Natalino condecorou acusados de milícia e assassinato

Paula Máiran, Jornal do Brasil

RIO - Um estudo do perfil de atuação parlamentar de Natalino Guimarães (DEM) revela algo sobre o espectro de suas afinidades políticas. Em uma de suas duas homenagens a terceiros na Assembléia Legislativa, por exemplo, promoveu, em 2007, a entrega de uma Medalha Tiradentes a um nome mais do que suspeito como ocorre com ele mesmo de comandar uma milícia na Zona Oeste, o vereador Nadinho de Rio das Pedras (PMDB).

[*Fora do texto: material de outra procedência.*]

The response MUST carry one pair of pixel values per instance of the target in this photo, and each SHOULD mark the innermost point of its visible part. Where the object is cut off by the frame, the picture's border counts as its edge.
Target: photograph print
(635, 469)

A outra medalha concedida por Natalino em seu mandato, também em 2007, foi dedicada ao deputado estadual e ex-vereador de Rio Bonito Marcos Abrahão, ex-sargento da Polícia Militar, depois empresário e parlamentar, acusado de ter sido o mandante do assassinato do então deputado Valdeci Paiva de Jesus, integrante, como ele, do PSL. Suplente da vítima, Abraão assumiu o mandato após o crime.

Polícia e saúde

Na proposição de projetos de lei, Natalino demonstrou incansável esforço em prol da área de segurança.

No projeto de lei 1599/2008, instituiu a data de 13 de maio como o Dia do Policial, em homenagem aos policiais civis, militares e bombeiros do Estado.

No projeto de lei 365/2007, o parlamentar elaborou texto em defesa de policiais suspeitos de crimes por intermédio de queixas encaminhadas ao Disque-Denúncia (2253-1177), para evitar prisões sem comprovação das denúncias.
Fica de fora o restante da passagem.